I have the following regex:

\[%{DATE:date}@%{TIME:time}-(?<gmtoffset>\d{4})\]\s*(?<procid>P-[0-9]+)\s*(?<threadid>T-[0-9]+)\s*(?<msgtype>[ifIF])\s*(?<processtype>[a-zA-Z]+)\s*(?<usernumber>[0-9]+|[:])\s*\((?<msgnum>[0-9]+|[\-]+)\)\s*%{GREEDYDATA:message}

When I try it in the kibana grok debugger it doesn't work and I get the following error:

GrokDebugger: [parse_exception] [pattern_definitions] property isn't a map, but of type [java.lang.String], with { header={ processor_type="grok" & property_name="pattern_definitions" } }

this appears to be due to the \[ at the start of the line. If I replace the leading \[ with a period "." I get this

.%{DATE:date}@%{TIME:time}-(?<gmtoffset>\d{4})\]\s*(?<procid>P-[0-9]+)\s*(?<threadid>T-[0-9]+)\s*(?<msgtype>[ifIF])\s*(?<processtype>[a-zA-Z]+)\s*(?<usernumber>[0-9]+|[:])\s*\((?<msgnum>[0-9]+|[\-]+)\)\s*%{GREEDYDATA:message}

the grok debugger and https://grokdebug.herokuapp.com/ are good with this pattern.

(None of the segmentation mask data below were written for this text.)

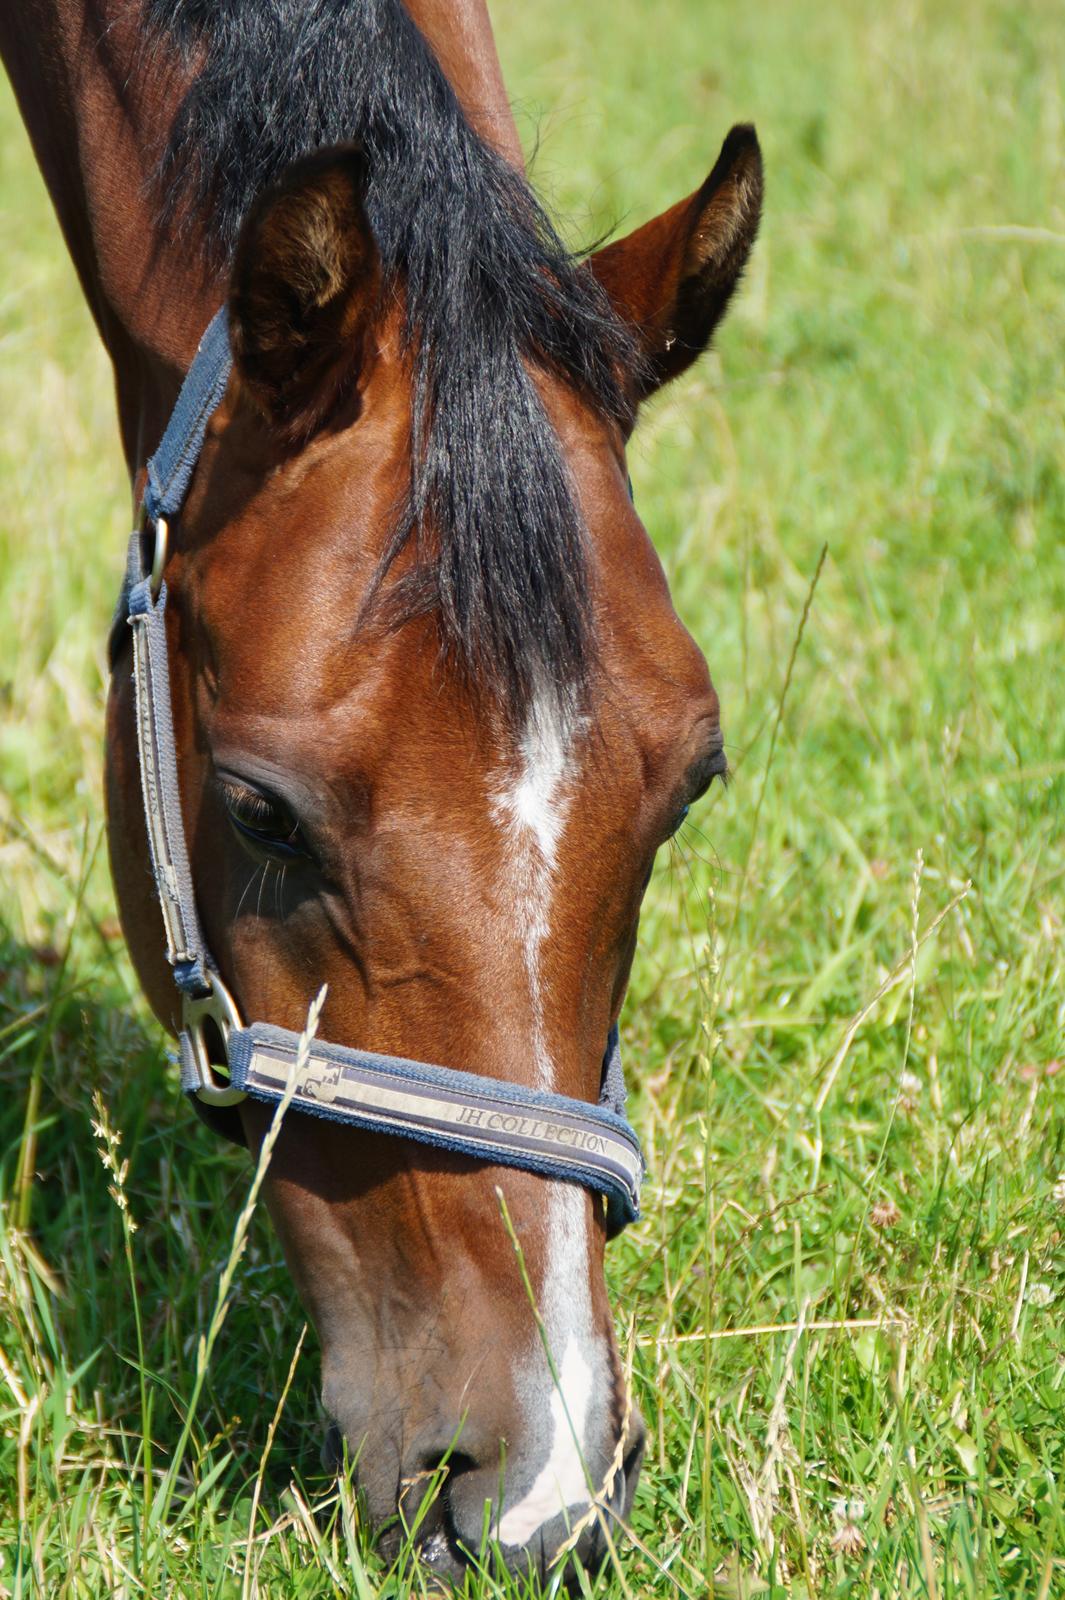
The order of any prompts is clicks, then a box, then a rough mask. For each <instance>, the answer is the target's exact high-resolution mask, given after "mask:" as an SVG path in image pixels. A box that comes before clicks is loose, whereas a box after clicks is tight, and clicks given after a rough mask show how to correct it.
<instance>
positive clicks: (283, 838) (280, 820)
mask: <svg viewBox="0 0 1065 1600" xmlns="http://www.w3.org/2000/svg"><path fill="white" fill-rule="evenodd" d="M221 789H222V803H224V805H225V811H227V813H229V821H230V824H232V826H233V829H235V830H237V832H238V834H240V835H241V838H246V840H249V842H251V843H253V845H256V846H257V848H259V850H265V851H269V853H272V854H275V856H281V858H285V859H286V861H291V859H294V858H297V856H307V854H309V851H307V850H305V846H304V843H302V838H301V834H299V822H297V821H296V819H294V818H293V816H291V813H289V811H288V808H286V806H283V805H280V803H278V802H277V800H269V798H267V797H265V795H264V794H259V790H257V789H249V787H248V786H246V784H237V782H233V781H232V779H222V781H221ZM241 813H243V814H241ZM270 824H273V827H270Z"/></svg>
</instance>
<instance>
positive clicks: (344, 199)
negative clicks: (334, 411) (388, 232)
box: [229, 146, 381, 440]
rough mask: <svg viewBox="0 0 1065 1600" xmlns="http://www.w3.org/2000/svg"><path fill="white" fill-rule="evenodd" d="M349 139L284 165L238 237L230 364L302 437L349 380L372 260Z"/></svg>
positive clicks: (331, 401)
mask: <svg viewBox="0 0 1065 1600" xmlns="http://www.w3.org/2000/svg"><path fill="white" fill-rule="evenodd" d="M365 194H366V158H365V155H363V152H361V150H360V149H357V147H353V146H342V147H337V149H329V150H318V152H315V154H313V155H309V157H305V158H304V160H299V162H296V163H294V165H293V166H289V168H288V171H286V173H285V176H283V178H281V181H280V184H278V186H277V187H275V189H270V190H267V194H264V195H261V197H259V200H256V203H254V205H253V206H251V210H249V213H248V216H246V218H245V222H243V227H241V230H240V238H238V242H237V253H235V258H233V272H232V282H230V291H229V323H230V341H232V347H233V362H235V366H237V371H238V374H240V378H241V381H243V384H245V387H246V389H248V392H249V394H251V398H253V400H254V402H256V405H257V406H259V410H261V411H262V413H264V414H265V416H267V419H269V421H270V422H272V426H273V427H277V429H278V430H280V432H281V434H283V435H285V437H286V438H289V440H297V438H305V437H307V435H309V434H312V432H313V429H315V427H318V426H320V424H321V422H325V419H326V418H328V414H329V413H331V411H333V410H334V408H336V405H337V403H339V400H341V398H342V397H344V394H345V392H347V390H350V389H352V387H353V384H355V382H357V381H358V371H360V365H361V358H363V344H365V334H366V331H368V328H369V323H371V318H373V315H374V310H376V306H377V293H379V285H381V259H379V254H377V245H376V243H374V235H373V230H371V227H369V222H368V219H366V208H365V203H363V200H365Z"/></svg>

When I put this regex into logstash, it fails to recognize the msgnum (451) part of the line because of the escaped parens \( and \) around the msgnum field, and as a result fails to recognize the line as a legal string.

Am I escaping something incorrectly? Is this a bug?

UPDATE 2017-07-21

I got around the issue with escaping ( and ) by putting them in [(] and [)]. I haven't figured out a way to solve matching the leading [ yet.

UPDATE 2017-07-24

The answer below was an epic catch and I've used that to create the following custom patterns:

DBTIME %{TIME}[-+]\d{4}
DBTIMESTAMP %{YEAR}/%{MONTHNUM}/%{MONTHDAY}@%{DBTIME}

which I've implemented in my grok statement like so:

\[%{DBTIMESTAMP:dbdatetime}\]\s*%{PROCESSID:processid}\s*%{DBTHREADID:threadid}\s*%{DBMSGTYPE:msgtype}\s*%{PROCESSTYPE:processtype}?\s*%{USERNUMBER:usernumber}?\s*:\s*[(]%{MSGNUMBER:msgnumber}[)].\s*%{GREEDYDATA:eventmessage}\s*\r

I then use the date filter to turn the dbdatetime into a @timestamp setting, and now the regex matches the incoming log stream which is what I want. Thx!


Solution

  • The devil is in the detail and the error is not apparent at first. The reason the Grok Debugger fails is because of your use of the DATE pattern. This pattern resolves like this:

    DATE_US %{MONTHNUM}[/-]%{MONTHDAY}[/-]%{YEAR}
    DATE_EU %{MONTHDAY}[./-]%{MONTHNUM}[./-]%{YEAR}
    

    MONTHNUM and MONTHDAY are both 2 digit patterns, which in turn actually means they are matching the 15 in your year. This is the reason why the pattern does not work because \[%{DATE} is actually not matching (it is missing the 20). Why does the pattern .%{DATE} work tough? Because you are not matching the [ with the dot, your are matching the 0 of the year.

    How to fix this? Use a custom pattern to match the date. Something like this works:

    \[(?<date>%{YEAR}/%{MONTHNUM}/%{MONTHDAY})@%{TIME:time}-(?<gmtoffset>\d{4})\]\s*(?<procid>P-[0-9]+)\s*(?<threadid>T-[0-9]+)\s*(?<msgtype>[ifIF])\s*(?<processtype>[a-zA-Z]+)\s*(?<usernumber>[0-9]+|[:])\s*\((?<msgnum>[0-9]+|[\-]+)\)\s*%{GREEDYDATA:message}
    

    This will return the following output:

    {
      "date": "2015/10/01",
      "msgnum": "451",
      "procid": "P-4780",
      "processtype": "DBUTIL",
      "message": "prostrct create session begin for timk519 on CON:.",
      "threadid": "T-2208",
      "usernumber": ":",
      "gmtoffset": "0400",
      "time": "19:48:22.785",
      "msgtype": "I"
    }